I have often argued that this is profoundly unconstitutional because the Fourth Amendment requires a judicially issued search warrant specifically describing the place to be searched or the thing to be seized before the government may lawfully invade privacy, and these warrants must be based on probable cause of criminal behavior on the part of the person whose privacy the government seeks to invade.
Instead of these probable cause-based, judicially issued search warrants, the government obtains what the Fourth Amendment was written to prohibit — general warrants. General warrants are not based on evidence of probable cause of criminal behavior; rather, they are based on government “need.” This is an unconstitutional and absurd standard because the government will always claim that what it wants, it needs.

General warrants do not specifically describe the place to be searched or the thing to be seized; rather, they authorize the bearer to search where he wishes and seize whatever he finds. This is the mindset of the NSA — search everyone, all the time, everywhere — whose data forms the basis for analysis by the other agencies in the intelligence community.

In the case at hand, the CIA and the FBI looked at the same NSA-generated raw data and came to opposite conclusions. Needless to say, I have not seen this data, but I have spoken to those who have, and they are of the view that though there is evidence of leaking, there is no evidence whatsoever of hacking.

Leaking is the theft of private data and its revelation to those not entitled or intended to see it. Hacking is remotely accessing an operational system and altering its contents — for example, removing money from a bank account or contact information from an address book or vote totals from a candidate’s tally.

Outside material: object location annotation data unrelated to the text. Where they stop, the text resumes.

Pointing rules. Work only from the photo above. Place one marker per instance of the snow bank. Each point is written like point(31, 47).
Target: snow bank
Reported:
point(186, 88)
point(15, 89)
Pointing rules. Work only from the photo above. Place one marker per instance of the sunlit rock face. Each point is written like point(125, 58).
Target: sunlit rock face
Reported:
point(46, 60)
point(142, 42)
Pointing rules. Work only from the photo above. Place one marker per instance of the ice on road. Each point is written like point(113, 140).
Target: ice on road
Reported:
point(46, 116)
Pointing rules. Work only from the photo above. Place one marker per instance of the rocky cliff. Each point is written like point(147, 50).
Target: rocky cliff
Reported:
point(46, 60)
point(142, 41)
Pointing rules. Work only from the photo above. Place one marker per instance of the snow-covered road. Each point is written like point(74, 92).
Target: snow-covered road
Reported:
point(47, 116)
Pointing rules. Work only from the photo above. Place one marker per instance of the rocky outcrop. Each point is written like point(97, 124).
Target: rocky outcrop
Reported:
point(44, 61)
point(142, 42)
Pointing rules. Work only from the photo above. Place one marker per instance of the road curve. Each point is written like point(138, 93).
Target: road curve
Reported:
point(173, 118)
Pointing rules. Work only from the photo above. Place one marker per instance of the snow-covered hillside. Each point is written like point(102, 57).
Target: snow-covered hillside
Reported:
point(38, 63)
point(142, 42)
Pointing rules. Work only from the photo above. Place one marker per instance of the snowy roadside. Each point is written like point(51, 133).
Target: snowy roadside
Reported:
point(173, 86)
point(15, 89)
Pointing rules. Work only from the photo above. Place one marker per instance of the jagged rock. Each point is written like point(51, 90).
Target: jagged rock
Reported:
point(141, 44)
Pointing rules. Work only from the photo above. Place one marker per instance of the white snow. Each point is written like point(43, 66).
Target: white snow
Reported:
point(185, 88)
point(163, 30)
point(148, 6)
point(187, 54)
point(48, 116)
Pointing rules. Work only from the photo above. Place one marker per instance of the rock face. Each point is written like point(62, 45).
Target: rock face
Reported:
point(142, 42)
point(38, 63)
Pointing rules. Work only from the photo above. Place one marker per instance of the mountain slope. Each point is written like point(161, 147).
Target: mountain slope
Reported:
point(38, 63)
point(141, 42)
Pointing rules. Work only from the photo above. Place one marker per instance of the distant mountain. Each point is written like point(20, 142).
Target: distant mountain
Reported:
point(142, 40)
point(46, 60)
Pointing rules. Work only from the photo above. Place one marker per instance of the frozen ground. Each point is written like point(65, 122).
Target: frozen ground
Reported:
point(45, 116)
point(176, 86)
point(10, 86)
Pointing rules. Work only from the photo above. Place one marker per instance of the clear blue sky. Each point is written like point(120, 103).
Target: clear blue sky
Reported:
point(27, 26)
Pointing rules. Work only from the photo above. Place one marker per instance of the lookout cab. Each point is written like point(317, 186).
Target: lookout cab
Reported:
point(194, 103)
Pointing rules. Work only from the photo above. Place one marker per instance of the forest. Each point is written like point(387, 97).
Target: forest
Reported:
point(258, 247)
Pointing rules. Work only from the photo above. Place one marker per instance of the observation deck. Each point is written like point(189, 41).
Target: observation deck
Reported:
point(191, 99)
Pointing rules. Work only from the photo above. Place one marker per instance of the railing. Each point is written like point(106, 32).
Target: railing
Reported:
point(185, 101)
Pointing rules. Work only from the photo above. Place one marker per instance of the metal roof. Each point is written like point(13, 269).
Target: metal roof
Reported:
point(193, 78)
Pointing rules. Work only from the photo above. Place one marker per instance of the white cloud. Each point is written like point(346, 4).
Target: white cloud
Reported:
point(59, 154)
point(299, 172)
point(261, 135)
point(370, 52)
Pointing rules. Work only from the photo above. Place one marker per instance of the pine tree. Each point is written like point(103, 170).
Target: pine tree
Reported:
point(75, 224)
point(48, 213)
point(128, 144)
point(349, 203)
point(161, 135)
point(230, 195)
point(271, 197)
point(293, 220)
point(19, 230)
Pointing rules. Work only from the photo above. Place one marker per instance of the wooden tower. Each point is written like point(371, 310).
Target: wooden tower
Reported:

When Trump characterized the CIA claim that the Russians hacked the DNC and Clinton campaign emails intending to affect the outcome of the election as ridiculous, this is what he meant: There is no evidence of anyone’s altering the contents of operational systems, but there is evidence — plenty of it — of leaking.

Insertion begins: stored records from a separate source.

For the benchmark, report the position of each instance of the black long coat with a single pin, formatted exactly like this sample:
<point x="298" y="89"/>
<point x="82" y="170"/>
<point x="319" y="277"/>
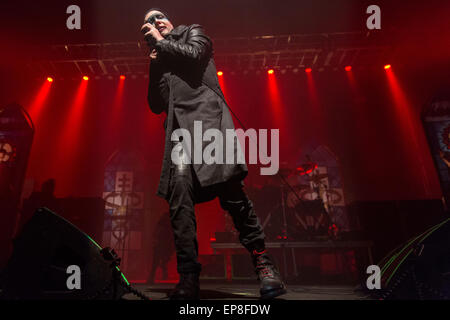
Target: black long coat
<point x="183" y="83"/>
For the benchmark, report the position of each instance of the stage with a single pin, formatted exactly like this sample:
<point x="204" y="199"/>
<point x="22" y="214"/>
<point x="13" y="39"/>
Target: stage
<point x="250" y="292"/>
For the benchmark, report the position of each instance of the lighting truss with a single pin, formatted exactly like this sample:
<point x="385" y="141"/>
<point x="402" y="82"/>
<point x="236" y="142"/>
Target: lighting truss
<point x="243" y="54"/>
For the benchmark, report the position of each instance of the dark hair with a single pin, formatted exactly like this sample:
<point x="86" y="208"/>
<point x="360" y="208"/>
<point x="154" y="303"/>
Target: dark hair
<point x="156" y="9"/>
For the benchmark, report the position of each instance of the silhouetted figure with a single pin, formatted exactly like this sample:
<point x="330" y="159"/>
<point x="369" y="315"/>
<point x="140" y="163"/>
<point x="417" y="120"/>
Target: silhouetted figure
<point x="43" y="198"/>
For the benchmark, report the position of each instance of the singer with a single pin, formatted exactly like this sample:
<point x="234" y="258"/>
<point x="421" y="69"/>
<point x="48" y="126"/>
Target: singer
<point x="183" y="84"/>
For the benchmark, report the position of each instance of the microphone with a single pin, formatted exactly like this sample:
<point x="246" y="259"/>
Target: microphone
<point x="149" y="39"/>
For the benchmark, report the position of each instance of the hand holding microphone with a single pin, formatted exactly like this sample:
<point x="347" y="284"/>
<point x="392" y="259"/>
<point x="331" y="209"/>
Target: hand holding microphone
<point x="151" y="34"/>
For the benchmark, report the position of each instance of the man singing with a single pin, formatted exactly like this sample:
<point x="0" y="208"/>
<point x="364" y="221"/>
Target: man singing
<point x="183" y="83"/>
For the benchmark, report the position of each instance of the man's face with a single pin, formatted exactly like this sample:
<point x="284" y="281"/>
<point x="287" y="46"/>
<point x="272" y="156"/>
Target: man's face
<point x="159" y="21"/>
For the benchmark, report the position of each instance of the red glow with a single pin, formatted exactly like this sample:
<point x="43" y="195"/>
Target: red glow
<point x="69" y="146"/>
<point x="410" y="125"/>
<point x="38" y="101"/>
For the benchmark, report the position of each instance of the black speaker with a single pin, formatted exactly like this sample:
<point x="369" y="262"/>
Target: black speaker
<point x="43" y="251"/>
<point x="418" y="269"/>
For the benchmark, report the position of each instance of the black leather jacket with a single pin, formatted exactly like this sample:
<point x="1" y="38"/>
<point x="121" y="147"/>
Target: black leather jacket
<point x="183" y="82"/>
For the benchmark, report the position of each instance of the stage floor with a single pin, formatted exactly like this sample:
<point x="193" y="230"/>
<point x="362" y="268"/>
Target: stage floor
<point x="230" y="291"/>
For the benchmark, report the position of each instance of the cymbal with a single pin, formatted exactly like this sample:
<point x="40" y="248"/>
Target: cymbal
<point x="306" y="168"/>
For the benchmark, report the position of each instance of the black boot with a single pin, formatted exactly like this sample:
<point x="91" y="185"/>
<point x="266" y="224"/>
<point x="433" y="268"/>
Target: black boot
<point x="188" y="288"/>
<point x="271" y="285"/>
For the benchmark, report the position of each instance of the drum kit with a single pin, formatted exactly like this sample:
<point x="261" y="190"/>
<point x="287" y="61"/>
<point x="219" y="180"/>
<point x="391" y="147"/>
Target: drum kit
<point x="293" y="211"/>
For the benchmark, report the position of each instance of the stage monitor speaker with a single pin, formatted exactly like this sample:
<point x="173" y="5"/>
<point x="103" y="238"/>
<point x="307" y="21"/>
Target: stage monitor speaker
<point x="42" y="254"/>
<point x="418" y="269"/>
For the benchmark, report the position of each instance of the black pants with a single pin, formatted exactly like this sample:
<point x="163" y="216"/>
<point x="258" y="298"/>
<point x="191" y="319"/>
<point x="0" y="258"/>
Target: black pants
<point x="184" y="190"/>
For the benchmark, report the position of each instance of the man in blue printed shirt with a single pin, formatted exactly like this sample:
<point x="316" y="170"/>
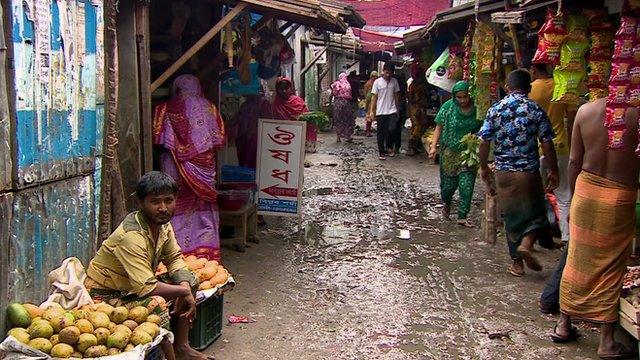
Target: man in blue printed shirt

If hackers wanted to affect the outcome of the election, they would have needed to alter the operational systems of those who register voters and count votes, not those who seek votes.

During the final five weeks of the presidential campaign, WikiLeaks released tens of thousands of DNC and Clinton campaign emails to the public. WikiLeaks denies that its source was the Russian government, yet for the purposes of the DNC and Clinton campaign claims, that is irrelevant because whoever accessed these emails did not alter the operational systems of any of the targets; the accessor just exposed what was found.

We do not know what data the president-elect examined. Yet in six weeks, he will be the chief intelligence officer of the U.S., and he’ll be able to assimilate data as he wishes and reveal what he wants. He should be given the benefit of the doubt because constitutionally, the intelligence community works for him — not for Congress or the American people.

Who did the leaking to WikiLeaks? Who had an incentive to defeat Clinton? Whose agents’ safety and lives did she jeopardize when she was extremely careless — as the FBI stated — with many state secrets, including the identity and whereabouts of U.S. intelligence agents and resources?

The answer is obvious: It was the same intelligence community that cannot agree on the meaning of the raw data it has analyzed.

Someone leaked the Democrats’ and the Clinton campaign’s private work, and the government has a duty to find the person or entity that did so, even if it was one of the government’s own. Though the truthful revelation of private facts may have altered some voters’ attitudes, there is no evidence that it altered ballot totals. The law guarantees fair elections, not perfect ones.

Did the Russians hack Hillary Clinton? No. No one did. But some American intelligence agents helped WikiLeaks to expose much dirty laundry.